ルブタンの「レッドソール」、色彩商標の登録ならず
今年の1月に「ルブタン、”レッドソール”の不正競争防止法訴訟の控訴審でも敗訴」という記事を書いています。その記事中に「色彩商標の登録についても特許庁で拒絶査定を受け、現在審決取消訴訟が進行中」と書いていたのですが、1月31日付でその審決取消訴訟の判決が出ていました。原告はXとなっていますがクリスチャン・ルブタン氏本人(会社ではなく個人)です。
1月の記事は赤い靴底の他社の靴の販売を差止めるための(その他社を被告にした)訴訟、そして、今回は赤い靴底を商標登録するための(特許庁を被告にした)訴訟です。

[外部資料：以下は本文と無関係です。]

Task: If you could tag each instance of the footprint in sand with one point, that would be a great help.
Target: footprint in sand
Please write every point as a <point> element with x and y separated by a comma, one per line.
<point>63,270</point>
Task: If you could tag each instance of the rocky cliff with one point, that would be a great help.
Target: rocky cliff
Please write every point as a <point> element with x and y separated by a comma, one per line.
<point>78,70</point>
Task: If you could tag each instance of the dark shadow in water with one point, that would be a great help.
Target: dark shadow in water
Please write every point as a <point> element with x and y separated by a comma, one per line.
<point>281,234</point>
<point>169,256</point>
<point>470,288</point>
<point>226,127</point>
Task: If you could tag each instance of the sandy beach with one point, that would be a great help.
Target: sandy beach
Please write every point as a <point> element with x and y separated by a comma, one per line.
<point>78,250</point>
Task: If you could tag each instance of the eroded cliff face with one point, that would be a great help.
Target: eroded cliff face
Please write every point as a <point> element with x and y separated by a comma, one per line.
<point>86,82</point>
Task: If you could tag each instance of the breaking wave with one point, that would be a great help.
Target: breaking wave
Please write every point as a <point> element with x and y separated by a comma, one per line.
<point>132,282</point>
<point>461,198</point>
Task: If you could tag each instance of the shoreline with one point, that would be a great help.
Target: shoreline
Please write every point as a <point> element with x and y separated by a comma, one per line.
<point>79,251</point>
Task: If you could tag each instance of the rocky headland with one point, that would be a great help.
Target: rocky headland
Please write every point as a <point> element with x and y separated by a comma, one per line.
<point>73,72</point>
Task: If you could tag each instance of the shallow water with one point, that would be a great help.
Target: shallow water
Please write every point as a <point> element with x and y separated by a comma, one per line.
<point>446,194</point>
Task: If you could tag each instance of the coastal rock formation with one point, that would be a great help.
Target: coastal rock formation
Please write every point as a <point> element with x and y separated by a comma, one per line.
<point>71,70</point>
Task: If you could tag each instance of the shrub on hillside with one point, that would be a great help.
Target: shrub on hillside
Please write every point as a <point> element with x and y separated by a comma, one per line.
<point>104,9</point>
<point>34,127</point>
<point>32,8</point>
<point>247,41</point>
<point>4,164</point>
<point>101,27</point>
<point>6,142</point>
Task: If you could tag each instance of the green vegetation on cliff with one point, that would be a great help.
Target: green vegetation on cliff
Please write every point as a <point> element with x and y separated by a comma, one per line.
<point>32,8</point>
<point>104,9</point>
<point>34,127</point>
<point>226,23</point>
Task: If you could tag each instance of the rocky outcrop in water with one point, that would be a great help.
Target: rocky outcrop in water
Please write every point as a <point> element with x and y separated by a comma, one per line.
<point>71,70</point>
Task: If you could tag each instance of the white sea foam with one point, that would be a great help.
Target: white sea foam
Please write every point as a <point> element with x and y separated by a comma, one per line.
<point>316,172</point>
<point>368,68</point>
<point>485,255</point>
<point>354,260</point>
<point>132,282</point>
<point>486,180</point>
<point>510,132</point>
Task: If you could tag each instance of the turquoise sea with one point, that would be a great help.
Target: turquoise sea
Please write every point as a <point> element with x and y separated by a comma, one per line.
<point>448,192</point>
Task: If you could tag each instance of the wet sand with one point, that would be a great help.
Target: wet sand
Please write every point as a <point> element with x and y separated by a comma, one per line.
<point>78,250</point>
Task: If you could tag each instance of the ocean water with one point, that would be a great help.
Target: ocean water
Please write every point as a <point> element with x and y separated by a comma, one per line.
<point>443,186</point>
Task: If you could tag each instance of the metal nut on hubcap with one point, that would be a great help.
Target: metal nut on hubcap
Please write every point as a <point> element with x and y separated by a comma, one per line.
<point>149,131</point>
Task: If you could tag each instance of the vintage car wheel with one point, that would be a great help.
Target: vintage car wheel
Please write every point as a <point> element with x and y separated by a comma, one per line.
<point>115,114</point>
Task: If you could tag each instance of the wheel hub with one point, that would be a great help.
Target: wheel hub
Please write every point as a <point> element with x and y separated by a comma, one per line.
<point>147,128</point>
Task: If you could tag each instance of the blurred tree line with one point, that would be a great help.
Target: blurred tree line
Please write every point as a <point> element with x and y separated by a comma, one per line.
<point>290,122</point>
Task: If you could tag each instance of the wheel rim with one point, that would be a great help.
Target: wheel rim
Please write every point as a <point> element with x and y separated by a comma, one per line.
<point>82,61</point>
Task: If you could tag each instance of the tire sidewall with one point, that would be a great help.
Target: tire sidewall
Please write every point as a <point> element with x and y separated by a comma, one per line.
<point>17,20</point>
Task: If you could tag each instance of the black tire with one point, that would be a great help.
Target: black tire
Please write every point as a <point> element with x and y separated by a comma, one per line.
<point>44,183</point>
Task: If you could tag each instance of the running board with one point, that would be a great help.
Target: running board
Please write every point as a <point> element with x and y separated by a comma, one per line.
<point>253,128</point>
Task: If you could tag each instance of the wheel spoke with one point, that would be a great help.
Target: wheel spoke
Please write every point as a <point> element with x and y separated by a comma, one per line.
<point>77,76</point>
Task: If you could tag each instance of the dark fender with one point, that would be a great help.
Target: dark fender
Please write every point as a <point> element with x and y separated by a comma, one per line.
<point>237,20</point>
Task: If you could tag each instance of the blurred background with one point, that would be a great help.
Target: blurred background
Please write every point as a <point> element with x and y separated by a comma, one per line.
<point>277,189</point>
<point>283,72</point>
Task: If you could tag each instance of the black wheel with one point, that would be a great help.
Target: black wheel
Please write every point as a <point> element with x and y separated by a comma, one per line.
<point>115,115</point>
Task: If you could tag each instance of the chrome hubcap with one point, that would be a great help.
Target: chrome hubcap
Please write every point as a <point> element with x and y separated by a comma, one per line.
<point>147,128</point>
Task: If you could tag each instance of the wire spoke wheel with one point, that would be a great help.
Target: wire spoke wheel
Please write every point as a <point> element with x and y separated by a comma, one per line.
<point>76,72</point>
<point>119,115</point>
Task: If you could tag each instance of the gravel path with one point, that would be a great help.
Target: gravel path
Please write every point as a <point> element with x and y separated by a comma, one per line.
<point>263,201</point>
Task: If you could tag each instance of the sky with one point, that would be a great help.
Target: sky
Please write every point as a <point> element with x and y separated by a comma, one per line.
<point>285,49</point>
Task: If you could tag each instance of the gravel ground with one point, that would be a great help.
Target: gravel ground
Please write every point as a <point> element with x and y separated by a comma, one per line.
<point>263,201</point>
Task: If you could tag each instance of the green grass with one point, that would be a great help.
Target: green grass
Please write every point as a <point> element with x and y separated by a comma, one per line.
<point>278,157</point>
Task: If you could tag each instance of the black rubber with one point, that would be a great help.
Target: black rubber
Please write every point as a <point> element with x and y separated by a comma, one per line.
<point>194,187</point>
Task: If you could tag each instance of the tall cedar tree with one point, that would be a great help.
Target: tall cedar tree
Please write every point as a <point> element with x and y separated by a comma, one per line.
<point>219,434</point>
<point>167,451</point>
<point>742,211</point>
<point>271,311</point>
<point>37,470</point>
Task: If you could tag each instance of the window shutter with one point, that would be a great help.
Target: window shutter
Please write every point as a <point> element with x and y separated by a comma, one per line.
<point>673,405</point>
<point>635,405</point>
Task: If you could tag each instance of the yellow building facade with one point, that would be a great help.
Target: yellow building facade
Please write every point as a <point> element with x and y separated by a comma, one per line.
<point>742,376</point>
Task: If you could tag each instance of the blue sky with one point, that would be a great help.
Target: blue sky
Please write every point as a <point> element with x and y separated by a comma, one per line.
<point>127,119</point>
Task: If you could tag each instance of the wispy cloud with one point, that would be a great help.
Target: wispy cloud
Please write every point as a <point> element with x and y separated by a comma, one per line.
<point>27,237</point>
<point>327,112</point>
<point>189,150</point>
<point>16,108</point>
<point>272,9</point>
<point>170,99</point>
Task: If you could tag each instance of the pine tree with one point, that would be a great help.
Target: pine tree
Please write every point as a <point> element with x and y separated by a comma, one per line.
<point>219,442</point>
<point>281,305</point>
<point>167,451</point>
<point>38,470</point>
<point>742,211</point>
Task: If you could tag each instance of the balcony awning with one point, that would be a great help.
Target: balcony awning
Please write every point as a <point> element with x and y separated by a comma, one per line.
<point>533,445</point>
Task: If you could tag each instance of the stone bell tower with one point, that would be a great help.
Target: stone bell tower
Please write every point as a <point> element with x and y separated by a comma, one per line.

不正競争防止法の方の訴訟では、被告会社の靴とルブタンの靴では価格帯が異なり、消費者の誤認混同が生じていないこと、および、消費者の認知度が50%程度であることから著名とまでは言えないこと等を理由に、知財高裁はルブタン側の請求を棄却しました。
今回の審決取消訴訟はまた別の裁判ですが、知財高裁が言っていることは似ており、消費者の認知度が50%程度なので、色彩のみの商標として登録するほどの知名度(より正確に言えば、使用による識別力)がないことを主な理由に、やはり、ルブタン側の請求を棄却しました。上告は現実的には難しいと思います。
色彩のみの商標については何回か書いていますが、現時点でも登録例は9件しかなく登録のハードルは非常に高いです。MONOの消しゴム、セブンイレブンの看板、チキンラーメンのパッケージ等、日本国民の大多数が「この色はあの会社」と認識するような状態になっていなければ登録できません。しかも、登録された9件は、すべて複数の色の組み合わせの商標であり、単独の色で登録できた事例はまだありません。色彩(とりわけ単独の色彩)を商標として独占できるのはかなり強力な権利なので、特許庁としてもハードルを上げるのは当然と言えます。この点は判決文でも明確に述べられています。
ということで、ルブタン側にとっては残念な結果が続いてしまいましたが、結局のところ、日本におけるレッドソールの認知度がそれほどでもなかった(個人的にはこんなに低いとは思いませんでした)ことに尽きると思います。